Отец Рене обитал на тихой улочке, где балконы домов были сплошь увиты зеленью, а в воздухе витали ароматы свежей выпечки, корицы и цветов. На стук в дверь открыл сам отец Рене и замер, разглядывая нежданного гостя. Леон с облегчением увидел, что бывший наставник почти не изменился за прошедшие годы, лишь на лице появилось больше морщин, в волосах сильнее заблестела седина, а под глазами набрякли мешки. Тем не менее, отец Рене выглядел мужчиной средних лет, а не дряхлым стариком, и Леона это обрадовало.
– Простите, сударь, я вас знаю? – священник, как всегда, был неизменно вежлив.
– Я был одним из воспитанников в вашем приюте, – без улыбки сообщил Леон. – Леон Лебренн, если помните.
– Ах, Леон... – улыбка исчезла с лица хозяина. – Помню вас хорошо, хотя предпочёл бы забыть. Это ведь вы тогда вцепились мне зубами в шею?
– Я, – подтвердил Леон. Ему вдруг показалось, что послеполуденное солнце куда-то скрылось, а в комнате, куда провёл его священник, стало холоднее, и тени выползли из своих углов. Некстати вспомнилось, что сейчас тоже апрель, и тоже дело к вечеру...
– Вы ужасно много хлопот доставили мне, юноша! – продолжил отец Рене своим обычным менторским тоном. – Учились вы хорошо, а вот эти ваши постоянные стычки... И при этом полное нежелание раскаяться и признать свой грех! Помнится, вас прозвали Волчонком – неудивительно, с таким-то нравом. Любопытно, кем же вы стали в итоге?
– Лейтенантом королевских гвардейцев. Имею честь находиться под покровительством самого Кольбера, – следовало упомянуть имя ненавистного министра финансов хотя бы для того, чтобы увидеть тень страха, мелькнувшую на лице священника. Впрочем, тот быстро справился с собой и продолжил спокойным тоном:
– Что же привело вас ко мне, юноша?
– Хотел поблагодарить вас, – Леон вскинул голову и увидел, как помертвел отец Рене. Он понял, всё понял, недаром был умён и умел с иезуитской хитростью влезть в душу любому из воспитанников – но понял слишком поздно.
– Вы преподали мне очень ценный урок, – ровным голосом продолжал Леон, не отводя своих льдисто-голубых глаз от выцветших глаз священника. – Выколачивая из нас глупость и любовь к приключениям, вы на самом деле выколачивали из нас всё хорошее. Насилие не исцеляет, господин Рене, и даже если после него обнять ребёнка и назвать сыном, насилие остаётся насилием, и того, над кем оно совершено, оно превращает в чудовище. Мне не раз случалось давать тумаков своим гвардейцам или каким-нибудь пьяницам в кабаке, и не сказать, что я этому рад, но я хотя бы не бью беззащитных детей! И не наделяю их потом своей «милостью»!

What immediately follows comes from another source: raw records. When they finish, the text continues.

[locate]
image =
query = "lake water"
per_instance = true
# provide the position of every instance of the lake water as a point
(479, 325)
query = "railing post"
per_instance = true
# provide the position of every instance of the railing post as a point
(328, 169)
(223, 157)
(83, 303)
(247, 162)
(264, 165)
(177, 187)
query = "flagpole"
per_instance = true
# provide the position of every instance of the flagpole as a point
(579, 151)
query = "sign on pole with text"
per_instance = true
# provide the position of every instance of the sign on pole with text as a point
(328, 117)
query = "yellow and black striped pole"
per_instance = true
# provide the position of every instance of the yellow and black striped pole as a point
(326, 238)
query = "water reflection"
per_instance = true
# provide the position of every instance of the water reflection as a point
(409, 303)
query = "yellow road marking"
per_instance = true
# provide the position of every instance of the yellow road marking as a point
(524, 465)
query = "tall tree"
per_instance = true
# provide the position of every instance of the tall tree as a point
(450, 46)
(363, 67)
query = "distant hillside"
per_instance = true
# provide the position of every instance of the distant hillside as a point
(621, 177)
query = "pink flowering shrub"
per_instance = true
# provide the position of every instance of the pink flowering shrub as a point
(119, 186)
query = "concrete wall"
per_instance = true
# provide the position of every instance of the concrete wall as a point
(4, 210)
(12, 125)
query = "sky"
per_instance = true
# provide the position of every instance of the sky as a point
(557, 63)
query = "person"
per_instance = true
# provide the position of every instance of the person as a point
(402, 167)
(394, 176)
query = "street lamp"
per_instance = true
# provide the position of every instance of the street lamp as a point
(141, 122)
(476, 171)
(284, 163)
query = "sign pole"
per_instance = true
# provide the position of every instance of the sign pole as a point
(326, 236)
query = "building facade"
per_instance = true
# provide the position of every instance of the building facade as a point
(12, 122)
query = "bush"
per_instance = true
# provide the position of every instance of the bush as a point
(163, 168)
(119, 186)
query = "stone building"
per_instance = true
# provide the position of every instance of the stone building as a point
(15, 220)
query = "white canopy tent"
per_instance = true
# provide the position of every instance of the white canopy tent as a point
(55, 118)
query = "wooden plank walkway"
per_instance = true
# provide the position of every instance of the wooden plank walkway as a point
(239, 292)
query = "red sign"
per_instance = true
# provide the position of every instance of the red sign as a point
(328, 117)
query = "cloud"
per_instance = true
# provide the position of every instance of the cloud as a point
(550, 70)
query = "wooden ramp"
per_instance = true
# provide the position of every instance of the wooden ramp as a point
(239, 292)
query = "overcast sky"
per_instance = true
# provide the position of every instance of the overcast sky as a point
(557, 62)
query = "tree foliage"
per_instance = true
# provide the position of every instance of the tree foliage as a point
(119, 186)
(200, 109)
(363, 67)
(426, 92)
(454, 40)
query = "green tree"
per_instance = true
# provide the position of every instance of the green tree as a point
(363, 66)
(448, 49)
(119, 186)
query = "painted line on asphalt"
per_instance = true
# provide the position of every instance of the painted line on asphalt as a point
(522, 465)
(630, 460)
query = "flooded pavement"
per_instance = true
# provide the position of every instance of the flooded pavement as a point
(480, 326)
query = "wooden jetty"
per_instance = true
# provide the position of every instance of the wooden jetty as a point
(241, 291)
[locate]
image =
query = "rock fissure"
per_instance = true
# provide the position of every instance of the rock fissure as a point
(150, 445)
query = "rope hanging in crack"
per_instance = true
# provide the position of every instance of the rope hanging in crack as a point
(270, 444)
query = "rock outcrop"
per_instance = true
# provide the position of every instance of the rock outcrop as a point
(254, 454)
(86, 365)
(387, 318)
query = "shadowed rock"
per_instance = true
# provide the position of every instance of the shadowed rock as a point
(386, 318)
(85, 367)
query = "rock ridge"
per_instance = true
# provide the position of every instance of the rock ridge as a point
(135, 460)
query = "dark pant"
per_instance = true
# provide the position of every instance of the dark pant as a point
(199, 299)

– Вы ничего не понимаете! – вскинулся отец Рене, и тут кулак Леона пришёлся ему прямо в зубы. Нигде поблизости не было розог, но Леону они и не требовались – ему было всё равно, как вымещать свой гнев. Отец Рене, слава Богу, оказался не стариком – Леон не знал, сможет ли поднять руку на старика. Нет, он даже пытался сопротивляться, и в пылу борьбы с его уст слетали вовсе не благочестивые молитвы. Но в Леоне уже проснулся дикий зверь, волк, старательно выкормленный отцом Рене и ему подобными, и волк этот жаждал крови. Снова, как и тогда в детстве, глаза заволокла алая пелена, и Леон набросился на отца Рене с нескрываемой, бьющей через край и ничем не сдерживаемой яростью.